トランプは北朝鮮核問題を外交解決へと導けるか

<北朝鮮に核開発を放棄させる外交的解決策が周辺国間で探られるなか、来週日中韓を歴訪するトランプには調整役を果たす期待がかかるが>

トランプ大統領の東アジア歴訪が迫る中、ここ45日間ほどの間、北朝鮮はミサイル発射や核実験などといった軍事的挑発を控えています。この点に関して11月1日に新内閣発足にあたって会見に臨んだ安倍総理は、「言葉による挑発は続いている」としながらも「北朝鮮側から対話をしてほしいと言ってくる状況をつくらなければならない」という基本スタンスを表明していました。

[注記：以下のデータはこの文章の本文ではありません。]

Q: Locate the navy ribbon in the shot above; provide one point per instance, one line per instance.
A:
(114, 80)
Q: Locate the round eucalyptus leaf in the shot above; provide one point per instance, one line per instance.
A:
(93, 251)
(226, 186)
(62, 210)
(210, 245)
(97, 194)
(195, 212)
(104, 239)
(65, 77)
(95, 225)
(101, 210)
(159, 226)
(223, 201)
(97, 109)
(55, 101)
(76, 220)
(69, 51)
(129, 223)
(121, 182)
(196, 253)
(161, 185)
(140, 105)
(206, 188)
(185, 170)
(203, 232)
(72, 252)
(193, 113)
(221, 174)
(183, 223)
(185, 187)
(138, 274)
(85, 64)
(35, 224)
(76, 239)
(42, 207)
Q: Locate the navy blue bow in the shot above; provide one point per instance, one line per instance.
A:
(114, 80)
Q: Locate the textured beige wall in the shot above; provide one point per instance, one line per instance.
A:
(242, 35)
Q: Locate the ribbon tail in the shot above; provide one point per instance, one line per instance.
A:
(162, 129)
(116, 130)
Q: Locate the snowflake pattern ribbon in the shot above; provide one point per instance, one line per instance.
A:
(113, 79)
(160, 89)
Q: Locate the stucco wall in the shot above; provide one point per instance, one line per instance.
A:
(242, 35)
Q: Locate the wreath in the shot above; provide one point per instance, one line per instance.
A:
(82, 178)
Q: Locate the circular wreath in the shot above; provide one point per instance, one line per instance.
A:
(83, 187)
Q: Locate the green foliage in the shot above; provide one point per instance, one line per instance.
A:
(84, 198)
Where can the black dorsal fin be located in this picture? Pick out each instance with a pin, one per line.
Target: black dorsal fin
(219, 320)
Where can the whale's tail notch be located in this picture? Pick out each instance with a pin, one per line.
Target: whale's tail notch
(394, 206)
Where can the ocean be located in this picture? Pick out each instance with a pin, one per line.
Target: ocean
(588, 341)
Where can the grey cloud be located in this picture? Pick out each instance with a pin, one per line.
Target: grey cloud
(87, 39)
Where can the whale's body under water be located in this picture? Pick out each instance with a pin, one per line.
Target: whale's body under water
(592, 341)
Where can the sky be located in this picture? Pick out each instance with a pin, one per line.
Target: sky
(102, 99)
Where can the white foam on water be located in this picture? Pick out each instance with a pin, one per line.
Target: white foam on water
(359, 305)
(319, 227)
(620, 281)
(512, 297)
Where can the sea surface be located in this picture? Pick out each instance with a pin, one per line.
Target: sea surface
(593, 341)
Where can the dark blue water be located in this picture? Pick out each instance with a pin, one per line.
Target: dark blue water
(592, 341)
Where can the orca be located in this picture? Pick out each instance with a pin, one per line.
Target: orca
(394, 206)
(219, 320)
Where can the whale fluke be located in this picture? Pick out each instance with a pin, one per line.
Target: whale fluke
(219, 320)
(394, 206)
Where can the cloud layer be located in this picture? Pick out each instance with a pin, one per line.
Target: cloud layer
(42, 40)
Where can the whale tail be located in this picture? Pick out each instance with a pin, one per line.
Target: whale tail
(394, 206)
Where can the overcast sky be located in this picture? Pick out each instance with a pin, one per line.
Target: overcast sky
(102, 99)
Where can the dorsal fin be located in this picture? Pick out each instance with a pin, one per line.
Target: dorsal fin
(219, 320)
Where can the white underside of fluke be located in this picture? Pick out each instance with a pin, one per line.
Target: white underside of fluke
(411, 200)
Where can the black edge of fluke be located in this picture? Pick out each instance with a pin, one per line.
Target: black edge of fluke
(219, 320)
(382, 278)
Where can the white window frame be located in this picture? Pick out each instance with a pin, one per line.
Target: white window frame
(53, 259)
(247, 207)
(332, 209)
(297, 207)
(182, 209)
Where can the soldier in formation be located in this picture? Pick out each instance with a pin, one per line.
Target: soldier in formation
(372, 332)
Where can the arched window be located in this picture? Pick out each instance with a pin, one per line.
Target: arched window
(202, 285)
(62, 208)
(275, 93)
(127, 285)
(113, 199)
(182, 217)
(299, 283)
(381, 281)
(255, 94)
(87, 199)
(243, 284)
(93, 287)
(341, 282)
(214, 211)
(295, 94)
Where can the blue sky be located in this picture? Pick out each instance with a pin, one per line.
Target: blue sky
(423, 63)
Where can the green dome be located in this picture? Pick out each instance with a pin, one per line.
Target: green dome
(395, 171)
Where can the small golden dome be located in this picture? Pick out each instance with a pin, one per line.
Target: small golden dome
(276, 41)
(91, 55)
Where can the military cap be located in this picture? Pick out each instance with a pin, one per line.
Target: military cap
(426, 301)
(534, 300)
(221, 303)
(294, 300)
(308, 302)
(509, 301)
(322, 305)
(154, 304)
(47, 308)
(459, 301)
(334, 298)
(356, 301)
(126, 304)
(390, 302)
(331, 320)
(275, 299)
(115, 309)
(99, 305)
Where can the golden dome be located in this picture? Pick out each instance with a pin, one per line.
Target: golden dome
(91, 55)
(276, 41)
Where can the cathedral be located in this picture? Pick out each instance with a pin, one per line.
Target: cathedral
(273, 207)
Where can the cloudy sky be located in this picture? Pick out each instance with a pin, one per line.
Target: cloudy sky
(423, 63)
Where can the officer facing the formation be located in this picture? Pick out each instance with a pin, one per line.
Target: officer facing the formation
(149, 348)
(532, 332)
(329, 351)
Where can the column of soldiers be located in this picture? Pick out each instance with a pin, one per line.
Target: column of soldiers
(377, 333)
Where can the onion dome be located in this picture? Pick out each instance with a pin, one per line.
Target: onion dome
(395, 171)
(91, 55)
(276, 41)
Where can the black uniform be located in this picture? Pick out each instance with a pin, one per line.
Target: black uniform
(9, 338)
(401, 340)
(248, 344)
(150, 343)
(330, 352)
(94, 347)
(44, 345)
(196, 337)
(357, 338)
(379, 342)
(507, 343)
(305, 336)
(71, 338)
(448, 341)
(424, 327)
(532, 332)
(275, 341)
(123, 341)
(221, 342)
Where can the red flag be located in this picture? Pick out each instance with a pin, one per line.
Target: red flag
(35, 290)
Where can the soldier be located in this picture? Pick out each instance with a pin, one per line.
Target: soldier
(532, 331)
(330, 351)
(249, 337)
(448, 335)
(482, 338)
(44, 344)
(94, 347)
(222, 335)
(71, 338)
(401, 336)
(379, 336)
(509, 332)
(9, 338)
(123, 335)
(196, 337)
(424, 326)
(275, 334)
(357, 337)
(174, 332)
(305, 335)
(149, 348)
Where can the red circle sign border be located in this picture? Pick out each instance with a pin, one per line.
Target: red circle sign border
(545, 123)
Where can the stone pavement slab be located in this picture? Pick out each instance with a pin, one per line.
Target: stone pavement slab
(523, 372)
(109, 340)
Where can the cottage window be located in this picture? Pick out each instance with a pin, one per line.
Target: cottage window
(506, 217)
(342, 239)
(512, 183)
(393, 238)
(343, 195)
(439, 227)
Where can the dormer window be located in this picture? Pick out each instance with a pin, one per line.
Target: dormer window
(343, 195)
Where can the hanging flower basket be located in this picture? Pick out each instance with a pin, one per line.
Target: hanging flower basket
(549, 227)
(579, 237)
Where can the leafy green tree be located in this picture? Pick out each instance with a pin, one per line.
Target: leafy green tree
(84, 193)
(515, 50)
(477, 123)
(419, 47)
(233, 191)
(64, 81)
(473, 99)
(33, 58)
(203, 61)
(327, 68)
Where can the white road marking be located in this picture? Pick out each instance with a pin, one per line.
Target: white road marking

では、今回行われる東アジア諸国とアメリカの一連の首脳会談では、北朝鮮問題については、本当に外交的な解決へと向かうのでしょうか? この点を占う上で、関係5カ国の立場を確認してみます。

まずアメリカでは、トランプ大統領としては「国内のトラブル」を多く抱える中で、外交的成果を出さなくてはならない状況に追い込まれています。ロシア疑惑では3人の元側近が訴追される一方で、ハリケーンで被災したプエルトリコに対して冷酷な姿勢を示して以来、支持率は40%割れが恒常化しており、史上最低(就任9カ月の時点で)水準という状況です。

そんな中で、野党の民主党が「北朝鮮への一方的な軍事作戦を禁止する」決議を提案しています。その意味合いですが、現在のトランプ政権をめぐる状況は「政権浮揚のためにギャンブル的な強硬策に打って出る」ような条件下にはありません。